И он начал зажимать железную болванку в станок. Когда Кузьмич, буркнув, ушел, подошел Мишка и сказал:
— Нельзя тебя, отпускника, перетруждать, еще на самолет опоздаешь. Дай-ка бумажку эту…
Олег нажал на «стоп», Мишка быстро перекинул уже ошкуренную и сверкающую болванку к себе и захрустел чертежом.
— Привет, Олежка!
— Салют!
Они посмотрели вслед Зойкиным желтым брюкам, мелькнувшим в проходе, и Мишка сказал:
— А?
— Угу, — ответил Олег.
Они постояли, посмеялись. Потом Олег шаркнул раза два щеткой по станине своего станка, хлопнул по плечу Мишку, уже склонившегося над жужжащей болванкой, и тоже двинул к выходу.
В столовой он крепенько, на два рубля, взял подзаправиться, а когда вышел с подносом в зал, то увидел Зойку. Зал был пустой, Зойка тоже его увидела, и он подсел к ней.
— Что же ты в отпуск уезжаешь, а с любимой девушкой не прощаешься?
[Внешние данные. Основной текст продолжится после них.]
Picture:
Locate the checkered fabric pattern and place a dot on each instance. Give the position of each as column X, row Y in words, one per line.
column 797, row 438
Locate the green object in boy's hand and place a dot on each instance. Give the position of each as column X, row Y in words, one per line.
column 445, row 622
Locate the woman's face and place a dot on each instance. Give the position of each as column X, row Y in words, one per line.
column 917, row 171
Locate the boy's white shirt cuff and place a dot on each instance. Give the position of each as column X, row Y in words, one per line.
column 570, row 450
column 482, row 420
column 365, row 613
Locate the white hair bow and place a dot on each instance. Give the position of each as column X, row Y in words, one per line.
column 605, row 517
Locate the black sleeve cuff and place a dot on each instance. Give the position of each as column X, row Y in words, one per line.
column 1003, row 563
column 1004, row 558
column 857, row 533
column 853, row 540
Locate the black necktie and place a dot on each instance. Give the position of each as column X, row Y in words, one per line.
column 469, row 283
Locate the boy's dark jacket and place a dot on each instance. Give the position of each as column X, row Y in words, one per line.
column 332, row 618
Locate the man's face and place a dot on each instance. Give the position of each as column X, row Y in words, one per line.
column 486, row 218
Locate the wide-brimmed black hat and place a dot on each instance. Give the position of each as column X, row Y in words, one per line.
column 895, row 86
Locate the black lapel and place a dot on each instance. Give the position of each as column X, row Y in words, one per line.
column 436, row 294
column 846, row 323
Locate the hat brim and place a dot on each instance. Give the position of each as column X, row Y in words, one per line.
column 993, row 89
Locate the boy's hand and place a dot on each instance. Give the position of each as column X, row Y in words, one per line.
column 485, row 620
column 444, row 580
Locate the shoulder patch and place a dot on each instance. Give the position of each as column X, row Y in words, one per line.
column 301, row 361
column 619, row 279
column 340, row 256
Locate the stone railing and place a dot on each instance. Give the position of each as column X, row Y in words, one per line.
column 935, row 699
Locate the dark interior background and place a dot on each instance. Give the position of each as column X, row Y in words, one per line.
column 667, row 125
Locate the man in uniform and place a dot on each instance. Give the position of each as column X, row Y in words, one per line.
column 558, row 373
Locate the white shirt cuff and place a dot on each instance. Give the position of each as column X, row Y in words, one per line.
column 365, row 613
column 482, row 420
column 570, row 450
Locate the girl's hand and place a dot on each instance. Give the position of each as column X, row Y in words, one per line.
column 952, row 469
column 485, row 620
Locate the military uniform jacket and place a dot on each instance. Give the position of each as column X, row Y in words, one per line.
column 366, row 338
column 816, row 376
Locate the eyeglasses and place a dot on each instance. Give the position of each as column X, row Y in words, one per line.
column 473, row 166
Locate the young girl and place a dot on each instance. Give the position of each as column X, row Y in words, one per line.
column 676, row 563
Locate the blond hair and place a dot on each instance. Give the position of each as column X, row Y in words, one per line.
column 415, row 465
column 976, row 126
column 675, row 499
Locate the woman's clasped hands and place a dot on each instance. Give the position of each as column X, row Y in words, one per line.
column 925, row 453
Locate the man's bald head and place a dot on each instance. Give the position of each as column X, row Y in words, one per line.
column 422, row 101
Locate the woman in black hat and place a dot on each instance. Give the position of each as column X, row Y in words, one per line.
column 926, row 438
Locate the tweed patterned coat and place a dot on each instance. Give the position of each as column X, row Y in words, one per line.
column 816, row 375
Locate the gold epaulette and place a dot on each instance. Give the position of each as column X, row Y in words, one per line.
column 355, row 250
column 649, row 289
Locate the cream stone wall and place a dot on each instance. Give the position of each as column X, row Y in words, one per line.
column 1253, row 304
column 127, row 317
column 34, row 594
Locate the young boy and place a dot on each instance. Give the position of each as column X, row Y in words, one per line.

Это было что-то новое, пусть даже в шутку сказанное. Зойка могла быть неплохой девчонкой, но слишком многого хотела иногда. Впрочем, и он когда-то хотел многого от нее, но понял — зря. И Олег сказал:
— Не все сразу, Зоя. Не все сразу.
Олег ел, а Зойка маленькими глотками допивала кофе и не уходила. Когда Олег взялся за компот, Зойка спросила:
— Далеко едешь?
— Далеко. На Белое море.
— Ну, счастливого пути, — и она вздохнула. Олегу вдруг захотелось из-за этого вздоха договорить с Зойкой, посоветовать ей тоже куда-нибудь уехать. Она считалась хорошей крановщицей, и на работу ее приняли бы везде. Но она встала и, не оглядываясь, пошла, а не станешь же кричать: «Стой, хочу поговорить с тобой!» Подождав, пока она скроется из виду, он тоже встал с места.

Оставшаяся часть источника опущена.